As during the last national election in 2019, there are numerous recent reports of BJP activists and police turning away voters who supported the opposition. But now such blunt, public actions can be exposed using smartphones.
In fact, a video, obtained by the Australian Broadcasting Corporation, shows a BJP leader’s election strategy in the state of Uttar Pradesh. In the video, shot in April, the leader tells party members, "Do not use violence…don't physically assault anyone. You just need to create a fake scene so there will be chaos, so women will stop coming to polling station.” To get the police to block opposition supporters from voting, the BJP leader added, “give them money as per their position, 500 [rupees] for officials and 100 [rupees] for juniors…saying this is for tea only, not for anything else."
Apparently, BJP’s national leaders sought to avoid the circulation of more such videos, since they hurt Modi’s global image of having strong popular support in India.
Instead, BJP officials reportedly pursued a new tactic of pressuring key opposition candidates to withdraw from contesting parliamentary seats.
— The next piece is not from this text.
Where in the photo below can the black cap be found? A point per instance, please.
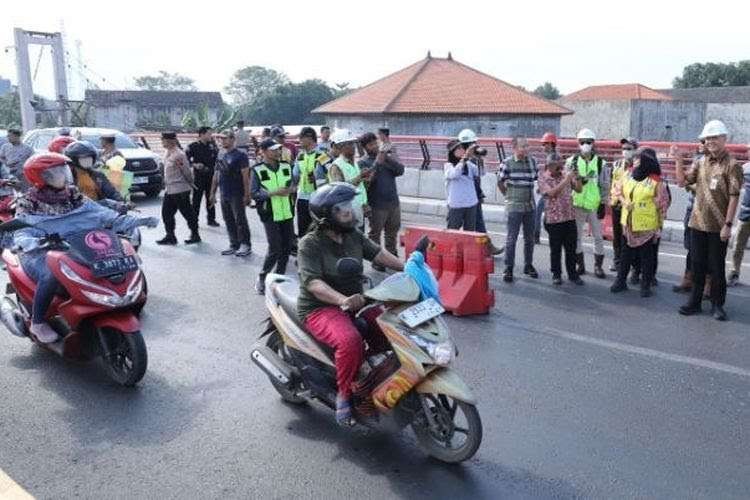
(269, 144)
Last month, for instance, an opposition candidate for the Indore seat in Madhya Pradesh state, withdrew and joined the BJP. This was after a murder charge was added to a 2007 land dispute court case against him.
In Surat, Gujerat state, the BJP candidate was elected unopposed since all eight opposition candidates dropped out of the contest. After the last remaining opposition candidate went into hiding, police raided the home of the leader of his party. A police official told The Washington Post, that the house was raided following a tip the leader “was illegally storing alcohol in his home.” The candidate, who was found by BJP officials, also withdrew from contesting the parliamentary seat. He has since gone into hiding again, according to news reports.
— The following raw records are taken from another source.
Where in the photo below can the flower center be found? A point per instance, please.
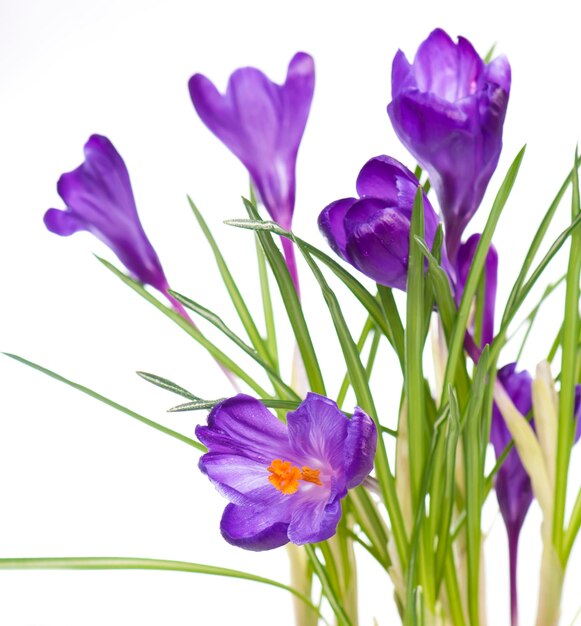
(285, 477)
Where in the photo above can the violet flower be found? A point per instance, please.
(284, 482)
(463, 264)
(100, 200)
(513, 485)
(448, 109)
(372, 232)
(262, 123)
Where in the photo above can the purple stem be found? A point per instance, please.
(512, 557)
(291, 263)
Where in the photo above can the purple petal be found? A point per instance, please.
(317, 430)
(314, 520)
(450, 117)
(262, 123)
(238, 478)
(243, 426)
(359, 448)
(100, 200)
(464, 261)
(378, 242)
(255, 528)
(332, 225)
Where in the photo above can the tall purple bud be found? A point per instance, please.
(448, 109)
(372, 232)
(262, 123)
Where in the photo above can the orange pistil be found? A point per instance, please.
(285, 477)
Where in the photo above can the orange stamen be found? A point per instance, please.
(285, 477)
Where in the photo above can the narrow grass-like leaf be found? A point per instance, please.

Prior to the current election, the BJP sought to use prison and other legal threats against opposition leaders before they announced their candidacy. From 2014 - when Narendra Modi first became Prime Minister – till 2022, opposition leaders accounted for roughly 95% of the 121 politicians investigated by the Enforcement Directorate (ED), a government investigative agency, according to a study by the Indian Express.
This was a four-fold increase compared to ED investigations during the previous Congress Party led government’s rule from 2004 to 2014. Equally important, only half of the 26 investigations involved opposition leaders.
Since the 2022 Indian Express study, several more opposition leaders have faced investigations or been imprisoned by the ED. Early this year, weeks before the national elections were announced, six of the 25 opposition politicians facing ED investigations moved to the BJP, according to the Indian Express.
In January, in one prominent case, Nitish Kumar, the Chief Minister of Bihar, switched from opposing to supporting the BJP. Kumar is the leader of some backward castes in the electorally crucial state which accounts for 40 of the 543 parliamentary seats.
Adam Ziegfeld, an expert on Indian politics at Temple University, United States, told the Washington Post, that the use of law enforcement or trumped-up cases came “out of the tool kit of electoral autocrats…This is about who gets scared off from running. If you look at who [Russian President Vladimir] Putin lets run against him, it’s no wonder he wins.”